Sundre-based Candre Cannabis continuing business as usual

Industry downsizing hasn’t altered plans
MVT Candre opening
Front row from left, Candre's Jesse Beaudry, Sundre CAO Linda Nelson, Mayor Terry Leslie and Brittany Osberg cut a ribbon during the opening of Candre's Sundre facility in June of 2019. File photo/MVP Staff

SUNDRE - Recent restructuring at Sundial and Aurora, including looming layoffs and CEO resignations, has not spurred any substantial concerns about the state of the industry for Sundre-based Candre Cannabis.

Jesse Beaudry, president and CEO of Candre, said his company’s plans remain par for the course, and continues to forecast incremental growth.

“We’ve been hiring through 2019 and have additional hires planned for 2020,” Beaudry said, adding some have come from Aurora and Sundial.

Expressing “a great amount of respect” for those companies, Beaudry said last Friday that “They’ve accomplished amazing things.

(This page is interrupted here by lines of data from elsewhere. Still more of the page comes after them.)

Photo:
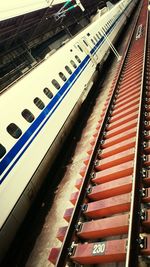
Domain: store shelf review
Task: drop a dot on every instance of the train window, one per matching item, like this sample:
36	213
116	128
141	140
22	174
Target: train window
62	76
95	39
85	42
68	70
56	84
78	59
27	115
14	130
92	41
39	103
100	34
80	48
48	93
73	64
2	151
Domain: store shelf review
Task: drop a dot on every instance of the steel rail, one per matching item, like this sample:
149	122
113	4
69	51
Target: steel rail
62	257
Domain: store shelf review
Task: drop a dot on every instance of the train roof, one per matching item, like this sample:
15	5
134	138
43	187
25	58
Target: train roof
29	36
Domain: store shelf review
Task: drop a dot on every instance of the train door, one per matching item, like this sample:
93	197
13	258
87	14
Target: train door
88	50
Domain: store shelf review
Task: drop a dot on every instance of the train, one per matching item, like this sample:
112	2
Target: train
38	110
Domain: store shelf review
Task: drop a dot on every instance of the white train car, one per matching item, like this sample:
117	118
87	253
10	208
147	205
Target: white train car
37	111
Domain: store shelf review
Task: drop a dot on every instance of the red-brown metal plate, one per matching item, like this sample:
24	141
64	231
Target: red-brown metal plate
116	225
109	206
117	148
113	173
116	159
110	189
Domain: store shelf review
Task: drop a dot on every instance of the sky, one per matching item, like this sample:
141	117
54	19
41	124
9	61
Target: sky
12	8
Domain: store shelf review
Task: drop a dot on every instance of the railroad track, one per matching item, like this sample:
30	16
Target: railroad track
110	222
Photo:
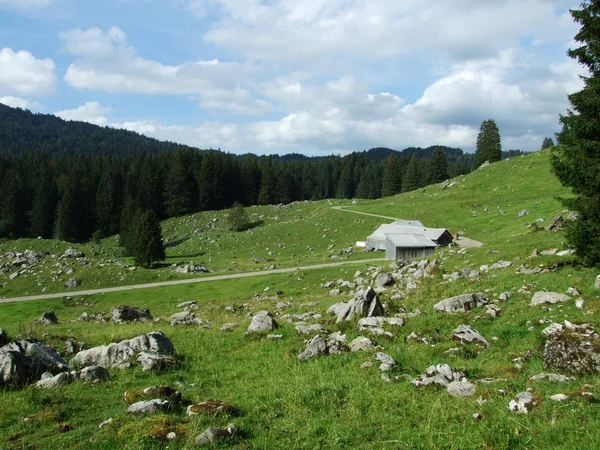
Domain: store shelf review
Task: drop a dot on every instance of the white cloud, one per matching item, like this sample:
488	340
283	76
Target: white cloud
18	102
92	112
23	74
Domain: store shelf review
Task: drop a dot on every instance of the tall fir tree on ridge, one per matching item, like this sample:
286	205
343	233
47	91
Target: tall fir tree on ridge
488	147
576	160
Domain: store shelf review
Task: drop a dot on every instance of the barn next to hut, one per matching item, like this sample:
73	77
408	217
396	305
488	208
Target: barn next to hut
407	239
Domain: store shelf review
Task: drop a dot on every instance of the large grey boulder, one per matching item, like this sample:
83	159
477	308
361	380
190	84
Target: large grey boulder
25	360
461	303
47	318
50	381
461	389
383	280
262	322
116	353
122	314
212	434
149	406
540	298
365	304
315	347
572	349
94	374
466	334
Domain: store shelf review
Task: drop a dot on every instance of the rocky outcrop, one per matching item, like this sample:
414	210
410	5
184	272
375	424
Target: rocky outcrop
25	360
122	314
461	303
572	349
117	353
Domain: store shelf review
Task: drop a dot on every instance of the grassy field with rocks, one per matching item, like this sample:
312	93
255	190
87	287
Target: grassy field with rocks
336	400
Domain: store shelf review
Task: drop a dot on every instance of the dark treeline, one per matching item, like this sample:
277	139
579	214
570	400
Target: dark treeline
74	181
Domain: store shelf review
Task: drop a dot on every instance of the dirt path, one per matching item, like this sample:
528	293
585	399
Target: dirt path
188	281
462	242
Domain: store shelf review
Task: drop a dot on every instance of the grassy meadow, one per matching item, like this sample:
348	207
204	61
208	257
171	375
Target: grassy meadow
328	402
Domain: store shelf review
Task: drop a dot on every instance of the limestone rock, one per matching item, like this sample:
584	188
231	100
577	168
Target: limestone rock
25	360
572	349
215	434
315	347
540	298
461	389
465	334
461	303
262	322
149	406
122	314
522	403
361	343
47	318
116	353
50	381
94	374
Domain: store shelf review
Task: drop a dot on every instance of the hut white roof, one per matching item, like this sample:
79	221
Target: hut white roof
410	240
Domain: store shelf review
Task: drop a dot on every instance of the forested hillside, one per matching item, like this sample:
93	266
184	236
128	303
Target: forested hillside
72	180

Aurora’s been a pioneer in the space — they’ve done a lot of good things.”

Any loss of jobs is always unfortunate, he said.

“I don’t like it when any industry is downsizing; it impacts people and families.”

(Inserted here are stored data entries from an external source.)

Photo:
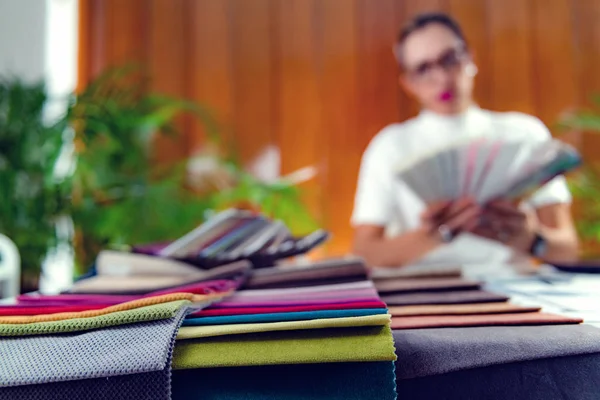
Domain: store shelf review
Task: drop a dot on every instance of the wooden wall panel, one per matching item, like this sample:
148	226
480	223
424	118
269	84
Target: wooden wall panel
210	59
554	58
472	16
299	134
252	70
511	58
126	31
317	78
168	67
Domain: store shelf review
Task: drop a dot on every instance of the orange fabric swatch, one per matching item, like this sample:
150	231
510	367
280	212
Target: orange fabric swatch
448	321
459	309
147	301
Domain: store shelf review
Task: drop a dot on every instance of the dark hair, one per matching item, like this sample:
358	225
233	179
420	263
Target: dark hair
420	21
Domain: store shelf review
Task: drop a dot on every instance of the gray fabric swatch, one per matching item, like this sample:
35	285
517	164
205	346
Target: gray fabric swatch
426	352
120	350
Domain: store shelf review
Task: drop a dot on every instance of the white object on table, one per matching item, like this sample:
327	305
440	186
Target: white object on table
10	268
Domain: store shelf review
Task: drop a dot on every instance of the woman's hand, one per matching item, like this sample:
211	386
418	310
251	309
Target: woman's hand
449	218
504	222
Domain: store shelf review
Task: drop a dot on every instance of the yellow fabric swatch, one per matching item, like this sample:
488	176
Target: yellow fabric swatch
130	305
194	332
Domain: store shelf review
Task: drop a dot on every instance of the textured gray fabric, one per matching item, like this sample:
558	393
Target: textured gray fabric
564	378
148	385
426	352
119	350
453	297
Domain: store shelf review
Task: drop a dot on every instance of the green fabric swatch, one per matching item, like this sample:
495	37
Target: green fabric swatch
193	332
291	347
142	314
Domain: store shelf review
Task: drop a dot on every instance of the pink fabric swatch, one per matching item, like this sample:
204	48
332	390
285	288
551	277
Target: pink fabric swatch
268	310
342	294
35	309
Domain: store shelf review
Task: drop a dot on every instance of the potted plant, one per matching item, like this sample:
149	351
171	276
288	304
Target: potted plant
121	196
585	185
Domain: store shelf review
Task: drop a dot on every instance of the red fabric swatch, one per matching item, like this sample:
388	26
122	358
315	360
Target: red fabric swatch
267	310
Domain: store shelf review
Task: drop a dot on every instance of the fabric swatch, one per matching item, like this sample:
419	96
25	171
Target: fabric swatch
210	311
457	297
339	381
194	332
291	347
285	316
140	284
118	350
443	321
365	284
424	285
416	272
306	275
36	309
284	303
334	295
460	309
145	385
92	299
148	313
95	313
426	352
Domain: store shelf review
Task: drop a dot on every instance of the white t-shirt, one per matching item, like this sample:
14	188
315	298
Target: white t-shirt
381	199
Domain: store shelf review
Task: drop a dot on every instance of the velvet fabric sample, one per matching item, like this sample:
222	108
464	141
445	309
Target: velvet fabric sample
149	301
339	381
459	309
426	352
566	378
119	350
35	309
416	272
334	295
148	313
140	284
457	297
194	332
424	285
443	321
285	316
310	290
360	344
284	303
210	311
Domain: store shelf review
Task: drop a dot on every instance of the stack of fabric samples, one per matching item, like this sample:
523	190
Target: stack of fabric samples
316	331
108	352
107	338
233	235
445	299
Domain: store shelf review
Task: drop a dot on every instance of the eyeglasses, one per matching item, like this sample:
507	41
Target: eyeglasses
450	61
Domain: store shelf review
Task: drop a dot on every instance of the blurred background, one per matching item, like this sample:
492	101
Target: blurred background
129	121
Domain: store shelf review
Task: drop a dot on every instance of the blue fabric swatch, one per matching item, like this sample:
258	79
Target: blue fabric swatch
278	317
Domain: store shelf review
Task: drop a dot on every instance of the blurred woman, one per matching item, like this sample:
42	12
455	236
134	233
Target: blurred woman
393	227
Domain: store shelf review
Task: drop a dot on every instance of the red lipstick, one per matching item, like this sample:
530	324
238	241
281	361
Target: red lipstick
446	96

Running a business is challenging in any industry, and Sundial and Aurora are trying to figure out a way to ensure long-term sustainability, he said.

But Candre, he added, is at this time not considering any operational or staff cutbacks — quite the opposite.

“We’re a growing company in Sundre.”

Fostering good relationships with several retailers, including conversations with Alberta Gaming, Liquor and Cannabis, the agency responsible for administering the Gaming and Liquor Act, offers invaluable insight on the state of the cannabis industry, especially regarding demand for product, he said when asked whether oversupply has become an issue.

“The reality is, there’s a lot of legal cannabis available. There’s also still a lot of black market cannabis available as well,” he said.

However, the quality of product on the legal market is not always up to par with consumer expectations, he said.

“Retailers are telling us they’re having a hard time keeping quality cannabis available,” he said, adding orders for certain strains — as well as the recently introduced edibles — often cannot be met.

“What I hear, coming from retailers and those selling it, is there’s not an oversupply of quality cannabis. But there is an abundance of lesser quality product,” he said, adding Candre's primary goal since the get-go has been to grow high quality cannabis.

“I feel the same way today as I did when we first broke ground,” he said.

Although disappointed to see others in the sector struggling, nothing has changed as far as Candre is concerned, he said.

“If anything, it’s a matter of filtering through opportunities to ensure we make sound decisions.”

From the beginning, Beaudry said his company has been cautious about getting ahead of itself.

“We don’t want to get too big too fast. That’s been a challenge in the sector.”

The focus is not only on cultivating high quality cannabis, but also taking measured steps to grow the company in a disciplined way, going forward only “when we’re ready and have proven we can move,” he said.

“Sometimes slow and steady wins the race, especially in a new industry.”

This approach, he said, has attracted partnerships such as the recent announcement that Dope Automation Ltd., a Canadian dealer and distributor specializing in manufacturing packaging machinery, will be teaming up with Candre.  

“By the end of March, we will be pre-rolling, making joints on site.”

Beaudry said he planned to fly out to Toronto this week to finalize product packaging and labelling.

“We’ve been working on compliant packaging with Health Canada,” he said, adding the process has largely been finalized and that a few final meetings remain.

Health Canada officials visited Candre about two weeks ago, spending a couple of full days thoroughly inspecting the facility, he said.

“They looked at everything. I was impressed with their knowledge,” he said, adding the inspection confirmed Candre is “on the right path with some of our initiatives, from packaging to growing techniques.”

Although still in active review for an amended retail sales licence, Beaudry said he was pleased to see progress in that direction. Once approved, the licence will unlock the rest of Candre’s grow rooms, he said. So far, two grow rooms have been operational producing test crops, with another 10 ready to go online pending final approvals.

But a good business plan only goes so far, and Beaudry reiterated the sentiment he’s expressed since the start.

“Without the community, we have no company.”